A total of 380mn reais (US$70mn) will be invested from 2022 in the airports of Parintins, Carauari, Coari, Eirunepé, São Gabriel da Cachoeira, Barcelos, Lábrea and Maués, the government said.

"It's the future of civil aviation," civil aviation secretary Ronei Glanzmann said in a press release. Glanzmann advocates more such PPPs in other states. 

Initiated in 2011, the government’s airport auction agenda is approaching its end.
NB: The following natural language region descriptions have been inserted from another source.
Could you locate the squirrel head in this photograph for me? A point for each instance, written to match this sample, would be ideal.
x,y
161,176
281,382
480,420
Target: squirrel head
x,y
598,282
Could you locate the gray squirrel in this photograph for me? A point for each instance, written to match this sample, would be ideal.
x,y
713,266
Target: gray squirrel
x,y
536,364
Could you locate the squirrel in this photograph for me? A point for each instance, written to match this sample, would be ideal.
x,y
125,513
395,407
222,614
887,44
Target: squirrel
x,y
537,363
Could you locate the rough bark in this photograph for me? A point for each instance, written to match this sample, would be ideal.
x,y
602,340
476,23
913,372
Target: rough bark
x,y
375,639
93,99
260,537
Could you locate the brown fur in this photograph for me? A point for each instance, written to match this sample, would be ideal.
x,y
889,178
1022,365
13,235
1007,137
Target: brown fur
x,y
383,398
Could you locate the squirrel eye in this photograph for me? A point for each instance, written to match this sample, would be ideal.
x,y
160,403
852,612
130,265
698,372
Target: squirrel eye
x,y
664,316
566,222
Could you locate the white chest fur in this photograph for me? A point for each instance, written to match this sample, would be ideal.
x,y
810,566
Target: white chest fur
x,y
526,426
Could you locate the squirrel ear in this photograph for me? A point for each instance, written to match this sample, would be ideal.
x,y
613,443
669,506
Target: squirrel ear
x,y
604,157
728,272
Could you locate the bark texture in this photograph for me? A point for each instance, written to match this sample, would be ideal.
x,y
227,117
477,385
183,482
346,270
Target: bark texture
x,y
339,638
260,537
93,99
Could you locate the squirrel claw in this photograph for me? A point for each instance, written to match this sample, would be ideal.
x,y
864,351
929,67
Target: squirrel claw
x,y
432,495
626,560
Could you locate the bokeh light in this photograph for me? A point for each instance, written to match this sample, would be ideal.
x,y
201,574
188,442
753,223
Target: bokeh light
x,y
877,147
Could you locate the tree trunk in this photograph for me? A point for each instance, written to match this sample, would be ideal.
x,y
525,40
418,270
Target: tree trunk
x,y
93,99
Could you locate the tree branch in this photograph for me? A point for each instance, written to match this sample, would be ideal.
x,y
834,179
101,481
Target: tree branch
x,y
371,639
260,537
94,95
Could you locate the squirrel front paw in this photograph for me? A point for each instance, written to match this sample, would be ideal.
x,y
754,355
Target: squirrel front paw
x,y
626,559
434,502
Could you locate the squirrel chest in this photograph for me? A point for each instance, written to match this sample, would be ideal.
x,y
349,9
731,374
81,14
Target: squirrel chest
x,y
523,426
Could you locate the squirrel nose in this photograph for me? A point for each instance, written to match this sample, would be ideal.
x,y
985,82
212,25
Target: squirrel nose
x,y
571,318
In the seventh round next year, the government will offer 16 airports in three blocs.

Among the facilities on offer are Congonhas in São Paulo and Santos Dumont in Rio de Janeiro, Brazil's second and third busiest domestic airports.

Offering small airports is challenging because of low demand and because it is difficult “to establish which is the best model for regional airports, whether it is PPPs or concessions,” says Marcel Moure, president of the Voa-SP consortium that manages the concessions of 11 regional airports in São Paulo state.

COVID-19 EFFECTS

The airline industry has also been battered by the pandemic.

"In my view, the volume of business air travel we had before the pandemic will no longer be recovered. In contrast, we tend to see, once the pandemic is over, an increase in tourism travel, especially domestic tourism," Jerome Cadier, CEO of Latam Airlines Brasil, told a webinar hosted by Fitch Ratings recently.

"Next year we likely already have a resumption to pre-pandemic levels in relation to domestic flights, but a resumption of international flights, only in 2023 or 2024," he added. 

Cadier highlighted auctions of airport concessions as positive because concessionaires are investing heavily to improve airport infrastructure.

Latin America's revenue passenger kilometers, a measure of airline passenger volume, dropped 51.8% in 2020 from 2019. This year’s contraction is projected at 29.3%, compared to 2019 figures, according to the International Air Transport Association, or IATA

“The magnitude of the COVID-19 crisis for airlines is enormous. Over the 2020-2022 period total losses could top US$200bn. To survive, airlines have dramatically cut costs and adapted their business to whatever opportunities were available,” IATA director general Willie Walsh, said in a press release.

He projected a loss of US$52bn for this year. “And this will further reduce to US$12bn in 2022. We are well past the deepest point of the crisis. While serious issues remain, the path to recovery is coming into view.”